Como antes do real o mercado de capitais era muito incipiente, havia um ciclo contínuo: a caderneta de poupança oferecia aos pequenos poupadores defesa contra inflação e alta liquidez para suas economias, apesar da baixa rentabilidade. Na outra ponta, os bancos captavam através deste produto e o direcionavam para financiamentos imobiliários de forma compulsória, especialmente para a classe média. Isso era resultado de um mercado de capitais que ainda engatinhava minado por décadas de alta inflação.

Porém, a partir das reformas iniciadas em 1994 este cenário começou a mudar. Apesar das flutuações típicas de um país emergente, nossa inflação recuou, os instrumentos institucionais como a alienação fiduciária foram aperfeiçoados, o brasileiro ganhou mais educação financeira, o mercado de capitais finalmente se desenvolveu, a liquidez aumentou e a poupança foi perdendo espaço na carteira dos investidores.

Um bom exemplo é que mesmo em momentos de alta da Selic a atratividade da poupança caiu. Em 2023 a Selic ultrapassou 13%, e produtos como CDBs, LCIs e o Tesouro Selic passaram a oferecer rendimentos superiores, com o mesmo nível de segurança, graças à cobertura do Fundo Garantidor de Créditos (FGC). Enquanto a poupança rendeu 6,2% ao ano, CDBs e Tesouro Selic chegaram a pagar mais de 13%.

Consequentemente, a redução da atratividade da poupança reduziu a disponibilidade de crédito imobiliário. Não, em função da demanda, o próprio mercado de capitais passou a preencher esta lacuna. Com a necessidade de novas fontes de financiamento, uma das principais soluções que ganhou força foram os Certificados de Recebíveis Imobiliários (CRIs), que securitizam fluxos de pagamentos de contratos imobiliários e permitem que investidores financiem o setor de maneira mais direta. Só em 2023, os CRIs movimentaram cerca de R$ 48 bilhões em novas emissões, enquanto a caderneta de poupança acumulou resgate líquido de R$ 87 bilhões.

Por mais que o estoque atual da poupança fique próximo a R$ 1 trilhão, número longe de ser desprezível, o mercado de capitais já se tornou responsável pela maior fatia do crédito imobiliário em circulação. Ao final de 2023, produtos como CRIs, FIIs e LCIs aumentaram sua participação para 38% (em 2021 eram 24%), enquanto a fração da poupança caiu para 36% (versus 49% em 2021). Os 26% restantes foram provenientes do FGTS.

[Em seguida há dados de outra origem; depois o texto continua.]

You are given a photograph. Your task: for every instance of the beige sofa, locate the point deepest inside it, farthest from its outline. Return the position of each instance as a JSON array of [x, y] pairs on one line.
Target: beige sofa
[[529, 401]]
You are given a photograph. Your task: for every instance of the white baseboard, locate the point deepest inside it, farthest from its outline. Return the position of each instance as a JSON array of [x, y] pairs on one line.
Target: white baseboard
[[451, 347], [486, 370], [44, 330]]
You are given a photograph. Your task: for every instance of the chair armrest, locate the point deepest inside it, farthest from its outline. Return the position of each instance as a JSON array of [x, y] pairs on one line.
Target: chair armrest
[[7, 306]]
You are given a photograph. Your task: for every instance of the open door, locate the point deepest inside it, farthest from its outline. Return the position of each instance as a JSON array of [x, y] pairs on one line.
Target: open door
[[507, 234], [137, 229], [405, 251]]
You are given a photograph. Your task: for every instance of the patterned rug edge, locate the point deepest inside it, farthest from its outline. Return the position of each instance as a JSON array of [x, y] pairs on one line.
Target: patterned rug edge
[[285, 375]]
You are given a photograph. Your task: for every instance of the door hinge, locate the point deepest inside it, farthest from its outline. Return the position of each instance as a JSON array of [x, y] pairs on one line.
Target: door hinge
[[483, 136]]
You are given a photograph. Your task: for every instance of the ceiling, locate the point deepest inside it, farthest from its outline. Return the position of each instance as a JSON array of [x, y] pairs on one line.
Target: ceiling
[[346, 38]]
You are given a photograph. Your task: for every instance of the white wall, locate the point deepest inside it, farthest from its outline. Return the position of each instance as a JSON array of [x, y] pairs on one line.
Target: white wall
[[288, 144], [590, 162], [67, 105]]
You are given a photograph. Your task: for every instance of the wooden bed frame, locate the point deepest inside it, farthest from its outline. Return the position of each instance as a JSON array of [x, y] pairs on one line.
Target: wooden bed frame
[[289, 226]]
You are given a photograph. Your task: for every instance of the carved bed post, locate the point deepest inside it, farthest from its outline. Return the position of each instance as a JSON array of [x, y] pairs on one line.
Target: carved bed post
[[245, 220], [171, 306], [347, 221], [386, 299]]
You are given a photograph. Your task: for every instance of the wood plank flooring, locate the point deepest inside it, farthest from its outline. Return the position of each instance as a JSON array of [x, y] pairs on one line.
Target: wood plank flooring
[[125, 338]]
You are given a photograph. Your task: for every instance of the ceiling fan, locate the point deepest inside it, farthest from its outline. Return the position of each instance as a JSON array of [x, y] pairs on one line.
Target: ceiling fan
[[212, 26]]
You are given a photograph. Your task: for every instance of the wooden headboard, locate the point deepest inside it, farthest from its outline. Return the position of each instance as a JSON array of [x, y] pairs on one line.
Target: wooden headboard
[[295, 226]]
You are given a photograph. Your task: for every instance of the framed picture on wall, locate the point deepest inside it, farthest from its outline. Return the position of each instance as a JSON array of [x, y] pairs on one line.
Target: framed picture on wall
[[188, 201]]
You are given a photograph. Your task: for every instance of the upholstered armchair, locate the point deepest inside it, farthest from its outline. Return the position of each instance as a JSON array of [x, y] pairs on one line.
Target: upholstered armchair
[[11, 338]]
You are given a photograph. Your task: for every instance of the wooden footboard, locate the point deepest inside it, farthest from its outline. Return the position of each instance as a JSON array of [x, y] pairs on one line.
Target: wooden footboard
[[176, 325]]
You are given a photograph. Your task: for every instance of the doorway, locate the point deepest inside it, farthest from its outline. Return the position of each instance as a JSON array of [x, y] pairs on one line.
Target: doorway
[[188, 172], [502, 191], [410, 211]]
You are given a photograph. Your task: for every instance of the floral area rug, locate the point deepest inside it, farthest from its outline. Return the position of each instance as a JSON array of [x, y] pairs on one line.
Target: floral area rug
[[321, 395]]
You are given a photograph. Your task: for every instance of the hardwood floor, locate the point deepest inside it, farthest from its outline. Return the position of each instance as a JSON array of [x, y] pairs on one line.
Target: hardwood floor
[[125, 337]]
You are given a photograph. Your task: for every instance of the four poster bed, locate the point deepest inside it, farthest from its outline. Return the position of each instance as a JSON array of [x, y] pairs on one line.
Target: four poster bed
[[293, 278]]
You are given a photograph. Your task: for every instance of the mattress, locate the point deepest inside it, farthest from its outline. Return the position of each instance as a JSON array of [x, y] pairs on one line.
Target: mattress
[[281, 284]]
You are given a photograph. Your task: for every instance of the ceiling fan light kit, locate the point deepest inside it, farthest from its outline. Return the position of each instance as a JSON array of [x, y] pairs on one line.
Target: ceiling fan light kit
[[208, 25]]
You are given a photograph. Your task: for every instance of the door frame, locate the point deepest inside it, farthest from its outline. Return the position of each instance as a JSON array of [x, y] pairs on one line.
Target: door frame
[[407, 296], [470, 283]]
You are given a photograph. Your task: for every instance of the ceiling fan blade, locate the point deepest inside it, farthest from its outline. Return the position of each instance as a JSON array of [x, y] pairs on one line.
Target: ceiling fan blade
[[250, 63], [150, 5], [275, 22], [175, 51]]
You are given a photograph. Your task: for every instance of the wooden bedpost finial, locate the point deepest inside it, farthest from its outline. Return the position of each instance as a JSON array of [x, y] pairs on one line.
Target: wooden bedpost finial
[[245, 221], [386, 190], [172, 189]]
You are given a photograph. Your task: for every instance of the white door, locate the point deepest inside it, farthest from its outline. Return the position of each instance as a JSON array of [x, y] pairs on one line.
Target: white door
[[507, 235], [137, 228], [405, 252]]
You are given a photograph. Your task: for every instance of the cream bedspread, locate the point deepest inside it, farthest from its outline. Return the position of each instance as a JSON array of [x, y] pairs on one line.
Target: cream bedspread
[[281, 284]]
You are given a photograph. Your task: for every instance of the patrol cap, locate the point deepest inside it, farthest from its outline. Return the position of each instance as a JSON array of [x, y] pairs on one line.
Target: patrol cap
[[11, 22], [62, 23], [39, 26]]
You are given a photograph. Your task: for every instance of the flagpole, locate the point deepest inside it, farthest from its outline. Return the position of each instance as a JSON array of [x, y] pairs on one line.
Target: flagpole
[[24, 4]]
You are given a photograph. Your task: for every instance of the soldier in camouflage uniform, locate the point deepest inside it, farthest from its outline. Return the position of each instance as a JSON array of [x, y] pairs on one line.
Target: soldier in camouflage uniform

Ou seja, no aniversário de 30 anos do Plano Real, o setor imobiliário depende cada vez menos da poupança, de subsídios e de crédito direcionado. Isso porque foram criadas as condições para que investidores institucionais e individuais, que buscam alternativas de longo prazo e maior retorno ajustado ao risco, ocupem este espaço, especialmente através de fundos de CRI, que já respondem por cerca de 50% da indústria de FIIs. Isso cria um ciclo virtuoso: os projetos imobiliários ganham fôlego com novas fontes de financiamento, enquanto os investidores têm acesso a produtos mais sofisticados, com o mercado mais flexível e eficiente.

Portanto, a decadência da caderneta de poupança não representa uma ameaça ao setor imobiliário. Pelo contrário, ela evidencia o amadurecimento da economia brasileira e da indústria que finalmente passa a ter no mercado de capitais sua principal fonte de financiamento, a exemplo do que ocorre nas economias desenvolvidas há quase um século.